LCG Management Board

Date/Time:

Tuesday 15 May 2007 16:00-17:00

Agenda:

http://indico.cern.ch/conferenceDisplay.py?confId=13795

Members:

http://lcg.web.cern.ch/LCG/Boards/MB/mb-members.html

 

(Version 1 16.5.2007)

Participants:

A.Aimar (notes), D.Barberis, N.Brook, F.Carminati, T.Cass, Ph.Charpentier, L.Dell’Agnello, M.Ernst, X.Espinal, I.Fisk, S.Foffano, D.Foster, J.Gordon, F.Hernandez, J.Knobloch, H.Marten, R.Pordes, Di Qing, L.Robertson (chair), J.Shiers, O.Smirnova, R.Tafirout, J.Templon

Action List

https://twiki.cern.ch/twiki/bin/view/LCG/MbActionList

Mailing List Archive:

https://mmm.cern.ch/public/archive-list/w/worldwide-lcg-management-board/

Next Meeting:

Tuesday 22 May 2007 16:00-17:00

1.      Minutes and Matters arising (minutes) 

 

1.1         Minutes of Previous Meeting

Minutes of the 24 April 2007 approved.

The minutes of the 8 May 2007 will be distributed after the MB meeting.

 

2.      Action List Review (list of actions)

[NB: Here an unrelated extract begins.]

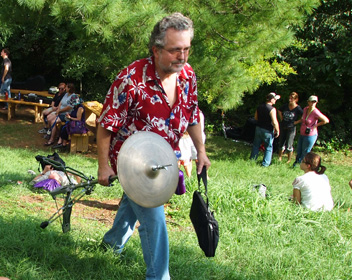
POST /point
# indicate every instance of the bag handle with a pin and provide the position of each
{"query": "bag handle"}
(54, 123)
(203, 176)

Actions that are late are highlighted in RED.

 

  • 15 May 2007 - J.Gordon agreed to make a proposal on how to also store non-grid usage in the APEL repository.

Not done. J.Gordon said that he will send to the MB a proposal in a couple of weeks.

 

3.      Site Reliability Reports (Reliability Data; Site Reports; Slides) - A.Aimar

 

All sites commented the Reliability Data document distributed at the beginning of May (pages 3 to 5 refer to April 2007). Here are their Site Reports.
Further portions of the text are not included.